Jabra Freeway Bluetooth Speakerphone: Excellent for Chatting, Not So Much for Music [Review]
The Jabra Freeway ($100) is Jabra’s flagship bluetooth car speakerphone. The Freeway has loads of top-rung features like hands-free voice commands, caller announcements and FM music-streaming, wrapped around three loud, powerful speakers accompanied by noise-cancelling dual microphones — making it a very attractive option for drivers who want to add a hands-free speakerphone to their cars.
The Freeway’s most immediately noticeable characteristic is its size — it’s fairly large, measuring (3.75 inches by 4.75 inches). But that’s a good thing, because the generous surface area made punching buttons easy. The six buttons — volume up, volume down, call, mute, voice commands and the FM button that allows music to be played through the car’s stereo through its FM radio — are well-spaced out and were fairly easy to access. The call button sits front-and-center, making it easy to initaite calls or answer them.
While initiating a call required hitting the call button, I had the option to take incoming calls simply by saying “answer” or “ignore,” without removing my hands from the steering wheel. The voice-activation system worked flawlessly, thanks no doubt to the unit’s dual microphones. As long as the caller’s name is in your phone’s contact list, a female voice — the same pleasant, clear voice Jabra uses for its other devices — will announce the caller’s name and ask whether you want to answer the call or reject it.
The large exterior also hides three big speakers. Jabra claims these speakers provide a “Virtual Surround Sound”; the sound is extremely good, even if it didn’t actually sound like surround-sound. Conversations and turn-by-turn GPS directions were both excellent — clear and easy to understand, even in my annoyingly noisy Honda Element. On the other end, the dual-microphone system did a decent job of conveying my voice, though once in a while friends complained they couldn’t hear me.
I was shocked at how quickly the Freeway was able to connect to the Bluetooth signal of my Nexus S after powering up. In fact, the Freeway might have the quickest lock-on time of any Bluetooth gadget I’ve ever tested — it’s that fast. Which is great if you receive a phone call while the Freeway is off and need to switch it on quickly (hopefully you’re not driving at the time).
Longevity was another pleasant surprise. The Freeway is powered by a large lithium-ion battery that sometimes felt like a nuclear reactor. Depending how much you like to gab, a week or two between charges shouldn’t be uncommon.
Battery longevity is aided by another cool feature: a motion-sensor that turns the Freeway off if things seem motionless after a set time (seemed like about five minutes) — like, say, if I left the car. Getting back in the car turned the unit back on again (I could also hit the call button to turn it on).

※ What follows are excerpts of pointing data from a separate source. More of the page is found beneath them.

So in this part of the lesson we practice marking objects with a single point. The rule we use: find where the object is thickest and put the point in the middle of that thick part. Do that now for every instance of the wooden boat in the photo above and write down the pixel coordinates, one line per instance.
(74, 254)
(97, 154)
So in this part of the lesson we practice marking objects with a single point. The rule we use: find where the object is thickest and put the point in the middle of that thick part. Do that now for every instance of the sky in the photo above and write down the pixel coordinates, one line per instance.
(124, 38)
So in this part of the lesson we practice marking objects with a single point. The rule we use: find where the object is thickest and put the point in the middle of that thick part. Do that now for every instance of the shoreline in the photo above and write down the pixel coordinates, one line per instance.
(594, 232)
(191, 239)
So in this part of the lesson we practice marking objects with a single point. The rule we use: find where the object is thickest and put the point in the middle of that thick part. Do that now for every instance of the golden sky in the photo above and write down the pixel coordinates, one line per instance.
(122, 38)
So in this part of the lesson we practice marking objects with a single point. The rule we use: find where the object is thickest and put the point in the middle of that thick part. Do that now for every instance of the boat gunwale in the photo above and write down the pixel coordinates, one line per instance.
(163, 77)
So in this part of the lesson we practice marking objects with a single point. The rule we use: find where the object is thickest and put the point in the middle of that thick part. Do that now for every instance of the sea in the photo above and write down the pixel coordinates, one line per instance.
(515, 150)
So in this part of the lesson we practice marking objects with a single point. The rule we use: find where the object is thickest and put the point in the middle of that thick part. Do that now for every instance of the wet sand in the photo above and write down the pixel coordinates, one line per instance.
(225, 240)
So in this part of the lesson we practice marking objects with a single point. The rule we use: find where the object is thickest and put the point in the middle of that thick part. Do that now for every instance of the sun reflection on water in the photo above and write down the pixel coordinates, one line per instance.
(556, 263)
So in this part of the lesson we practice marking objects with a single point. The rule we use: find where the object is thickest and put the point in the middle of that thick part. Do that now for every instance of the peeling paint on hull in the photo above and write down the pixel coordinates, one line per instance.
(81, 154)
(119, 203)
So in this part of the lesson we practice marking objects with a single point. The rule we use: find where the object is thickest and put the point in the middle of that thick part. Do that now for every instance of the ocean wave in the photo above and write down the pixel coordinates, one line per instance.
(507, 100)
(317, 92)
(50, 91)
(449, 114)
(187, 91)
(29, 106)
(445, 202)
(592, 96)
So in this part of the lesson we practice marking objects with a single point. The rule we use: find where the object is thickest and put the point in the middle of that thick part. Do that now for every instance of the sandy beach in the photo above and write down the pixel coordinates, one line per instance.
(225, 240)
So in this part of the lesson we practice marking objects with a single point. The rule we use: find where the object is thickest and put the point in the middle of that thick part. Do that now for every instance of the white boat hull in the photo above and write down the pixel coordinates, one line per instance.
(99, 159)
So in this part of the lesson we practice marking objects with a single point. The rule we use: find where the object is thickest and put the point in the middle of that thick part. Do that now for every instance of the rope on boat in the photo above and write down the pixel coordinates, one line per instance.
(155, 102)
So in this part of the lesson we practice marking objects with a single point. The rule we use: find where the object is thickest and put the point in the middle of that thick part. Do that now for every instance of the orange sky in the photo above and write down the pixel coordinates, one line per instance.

There was only one real issue with the Freeway. I love listening to music while I’m driving (hell, sometimes it’s the only thing keeping me sane in heavy traffic), and this is where the Freeway dropped the ball. The unit is able to pick streamed music from a phone via Bluetooth, then transmit a short-range FM signal to be picked up by the same frequency on your car’s FM radio. The volume buttons act as tuners, changing the Freeway’s transmitting frequency in order to search for cleaner airwaves.
But the Freeway’s FM signal simply wasn’t powerful enough, and it was often difficult or impossible find a frequency that let me listen to static-free music, even in areas with little interference from radio stations. And while I could listen to music through the Freeway’s own big speaker, this was hardly a great solution either. The Freeway is probably the best sounding car speakerphone out there — but I would much rather have been able to play music successfully through the modest six-speaker system of my Honda Element.
The Freeway will, of course, play call audio and turn-by-turn directions through your car’s speakers as well, but the Freeway’s own speakers were more than up to the task in those two cases.
An excellent way to bring portable, effective, hi-tech speakerphone capabilities to any car — so long as music isn’t a big part of your drive.